Miguel Antonio Bordon, 42 anos, Narcíso Silvera, 36, e Enrique Agostin Pinotti, 33 anos, estão no Minipresídio de Cascavel respectivamente há 3, 8 e 9 meses. Eles cumprem penas de 5 anos cada um, depois de terem sido presos pela Polícia Rodoviária Estadual, na PR-182, proximidades de Lindoeste (50 quilômetros ao sul de Cascavel), transportando respectivamente 179, 346 e 64 quilos de maconha adquirida na fronteira com o Paraguai.
Os argentinos asseguram que desde segunda-feira não ingerem alimentos, apenas água. O superintendente da 15ª Subdivisão Policial, Manoel Pedro dos Santos, disse que ‘‘ontem, com certeza, eles não comeram nada’’ e ainda não foi providenciado acompanhamento médico. O delegado-chefe da 15ª SDP, Osnildo Carneiro Leme, especula que os presos poderiam ter sido motivados a fazer greve de fome por causa do comportamento dos sequestradores canadenses e chilenos do empresário Abílio Diniz, em São Paulo.
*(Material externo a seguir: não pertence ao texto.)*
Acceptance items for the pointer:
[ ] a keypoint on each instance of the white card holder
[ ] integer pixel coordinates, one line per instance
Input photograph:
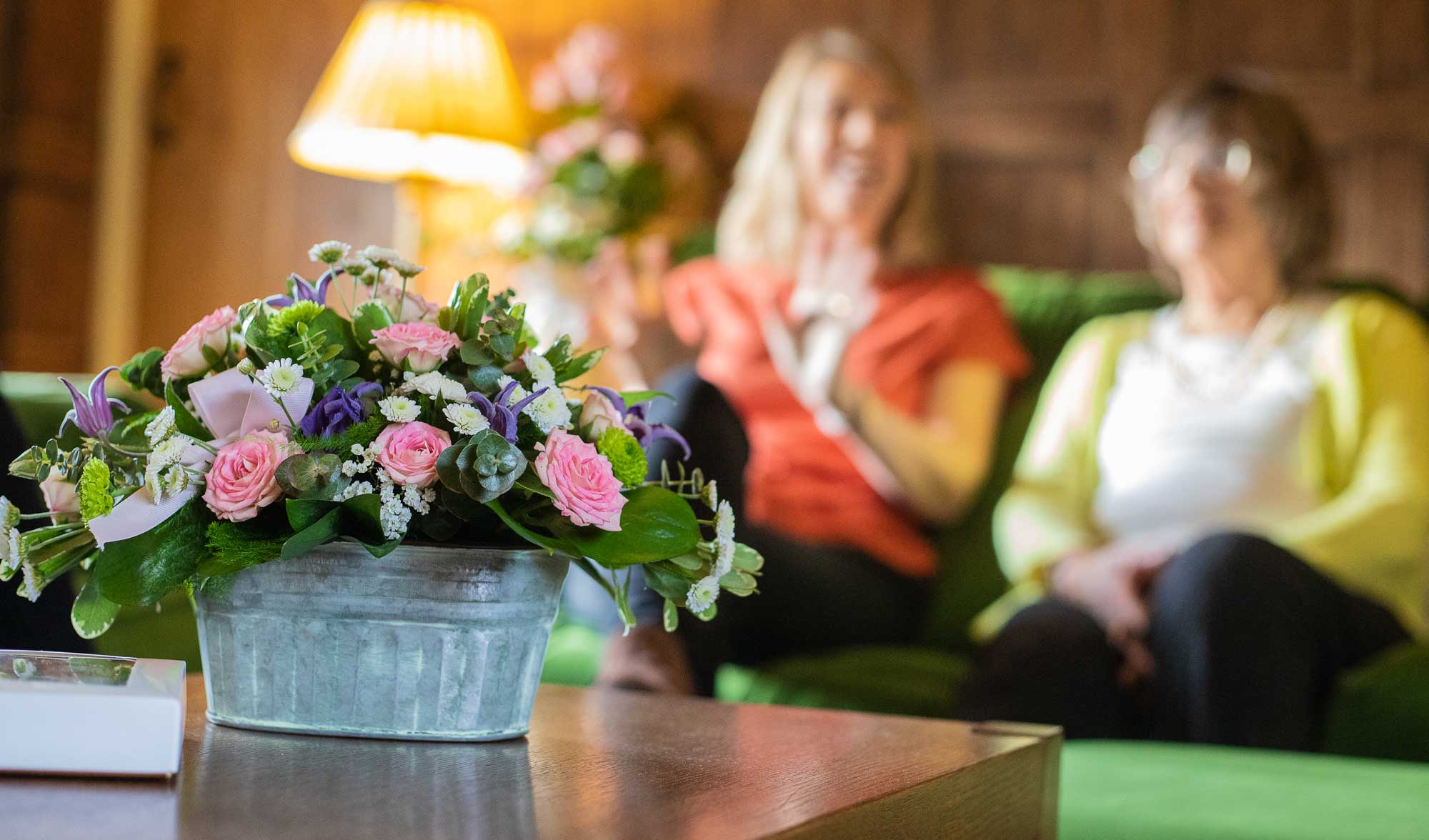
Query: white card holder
(85, 715)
Bordon tem um filho de 5 anos, Silvera um de 3, e a esposa de Pinotti está grávida de 5 meses. Eles não têm contato com os familiares e, como não recebem assistência consular, se dizem ‘‘abandonados’’. Eles não se queixam das condições carcerárias. ‘‘Queremos pagar nossas culpas, mas em nosso país teríamos condições muito mais adequadas para isso’’, diz Narciso Silvera. ‘‘A distância da família é muito dolorida’’, acrescenta Enrique Pinotti.
A Folha tentou várias vezes contato com o cônsul César Alsina ou um representante, mas não houve retorno às ligações gravadas pela secretária eletrônica da representação diplomática em Foz do Iguaçu. A advogada Terezinha Depubel, que diz representar Bordon ‘‘sem receber honorários’’, fez contatos com funcionários do consulado pouco depois de ele ser preso. ‘‘Disseram que legalmente nada podem fazer para interferir e que os presos devem cumprir sua pena’’.
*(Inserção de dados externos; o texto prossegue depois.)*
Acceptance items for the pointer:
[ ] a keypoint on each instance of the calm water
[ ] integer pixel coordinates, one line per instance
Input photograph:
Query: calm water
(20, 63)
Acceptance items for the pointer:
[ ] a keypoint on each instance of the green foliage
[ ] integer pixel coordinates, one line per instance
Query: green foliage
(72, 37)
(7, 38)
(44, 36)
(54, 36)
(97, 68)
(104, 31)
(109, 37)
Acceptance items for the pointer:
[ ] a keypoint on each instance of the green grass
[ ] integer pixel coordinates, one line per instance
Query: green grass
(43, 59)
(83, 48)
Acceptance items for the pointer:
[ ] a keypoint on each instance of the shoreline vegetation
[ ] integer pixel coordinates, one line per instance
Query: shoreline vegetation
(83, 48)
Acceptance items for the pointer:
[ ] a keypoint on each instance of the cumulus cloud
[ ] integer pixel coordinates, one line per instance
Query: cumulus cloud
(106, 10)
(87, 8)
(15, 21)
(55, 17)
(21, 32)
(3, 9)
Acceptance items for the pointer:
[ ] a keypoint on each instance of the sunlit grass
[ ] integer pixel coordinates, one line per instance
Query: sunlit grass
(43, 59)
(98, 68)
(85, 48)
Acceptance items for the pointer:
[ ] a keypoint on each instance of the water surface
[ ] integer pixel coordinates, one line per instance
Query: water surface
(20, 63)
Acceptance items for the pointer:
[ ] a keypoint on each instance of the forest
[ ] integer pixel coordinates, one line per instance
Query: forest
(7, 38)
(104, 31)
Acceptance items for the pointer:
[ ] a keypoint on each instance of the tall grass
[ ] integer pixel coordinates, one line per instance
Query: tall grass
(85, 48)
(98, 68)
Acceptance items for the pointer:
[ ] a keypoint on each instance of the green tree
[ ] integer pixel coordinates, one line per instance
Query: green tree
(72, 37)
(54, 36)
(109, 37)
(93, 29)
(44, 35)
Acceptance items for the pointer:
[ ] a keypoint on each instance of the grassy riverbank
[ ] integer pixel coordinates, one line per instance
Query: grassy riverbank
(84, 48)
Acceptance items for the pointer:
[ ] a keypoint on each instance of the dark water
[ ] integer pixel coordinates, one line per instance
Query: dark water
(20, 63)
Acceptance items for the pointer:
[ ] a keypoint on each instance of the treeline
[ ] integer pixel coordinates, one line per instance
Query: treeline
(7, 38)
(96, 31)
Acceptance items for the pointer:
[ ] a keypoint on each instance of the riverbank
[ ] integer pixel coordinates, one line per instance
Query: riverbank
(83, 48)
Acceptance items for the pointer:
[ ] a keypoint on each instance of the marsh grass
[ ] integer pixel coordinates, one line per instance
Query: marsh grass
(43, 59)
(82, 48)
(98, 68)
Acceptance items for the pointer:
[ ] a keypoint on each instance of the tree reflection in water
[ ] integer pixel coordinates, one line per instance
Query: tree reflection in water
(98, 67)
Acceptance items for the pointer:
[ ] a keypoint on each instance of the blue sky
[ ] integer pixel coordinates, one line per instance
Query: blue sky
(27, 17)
Terezinha Depubel conta que precisou ajudar a mulher de Bordon, Mônica, que chegou a ser detida com ele (mas não teve culpa formalizada) para que voltasse a Argentina. A advogada não foi consultada pelos presos antes de deflagrar a greve e, se tivessem pedido sua opinião, ‘‘desaconselharia, pois não há sentido prático’’.
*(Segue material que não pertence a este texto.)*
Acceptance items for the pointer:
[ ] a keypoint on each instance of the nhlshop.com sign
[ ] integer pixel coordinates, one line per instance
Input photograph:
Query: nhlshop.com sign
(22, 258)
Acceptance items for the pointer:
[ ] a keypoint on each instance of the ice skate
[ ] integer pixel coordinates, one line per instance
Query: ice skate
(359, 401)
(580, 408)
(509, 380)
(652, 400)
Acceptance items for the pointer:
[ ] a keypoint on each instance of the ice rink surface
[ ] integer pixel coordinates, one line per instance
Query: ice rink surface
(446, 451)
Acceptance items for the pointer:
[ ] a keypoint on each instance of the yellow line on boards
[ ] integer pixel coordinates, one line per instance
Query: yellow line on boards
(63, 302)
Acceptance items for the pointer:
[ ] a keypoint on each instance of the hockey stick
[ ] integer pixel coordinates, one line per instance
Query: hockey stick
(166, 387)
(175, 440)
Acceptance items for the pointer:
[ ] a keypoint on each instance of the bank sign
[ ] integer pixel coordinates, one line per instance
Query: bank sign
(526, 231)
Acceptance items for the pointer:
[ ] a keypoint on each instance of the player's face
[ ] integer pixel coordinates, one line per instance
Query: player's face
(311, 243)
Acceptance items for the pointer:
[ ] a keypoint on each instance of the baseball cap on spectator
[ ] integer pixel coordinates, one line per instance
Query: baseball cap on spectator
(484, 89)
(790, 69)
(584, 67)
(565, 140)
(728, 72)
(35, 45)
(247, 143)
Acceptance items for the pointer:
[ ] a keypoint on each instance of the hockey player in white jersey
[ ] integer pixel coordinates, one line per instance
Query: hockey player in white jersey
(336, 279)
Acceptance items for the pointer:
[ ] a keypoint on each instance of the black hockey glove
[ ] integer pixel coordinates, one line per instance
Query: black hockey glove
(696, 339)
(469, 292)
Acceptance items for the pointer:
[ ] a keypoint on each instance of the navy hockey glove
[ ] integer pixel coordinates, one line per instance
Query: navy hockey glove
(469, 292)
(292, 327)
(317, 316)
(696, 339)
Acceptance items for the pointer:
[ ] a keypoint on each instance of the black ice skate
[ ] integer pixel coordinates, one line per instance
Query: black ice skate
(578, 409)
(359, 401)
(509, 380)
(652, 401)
Para o crime de tráfico não há extradição. Terezinha entende que a greve de fome deflagrada pelos presos pode motivar uma discussão no âmbito do Mercosul - integrado por Brasil, Argentina, Paraguai e Uruguai. ‘‘Já que estamos em tempo de globalização, poderia haver também a possibilidade de presos por crimes comuns serem recambiados para seus países, até para não ficarem gerando encargos para os outros’’, considera a advogada.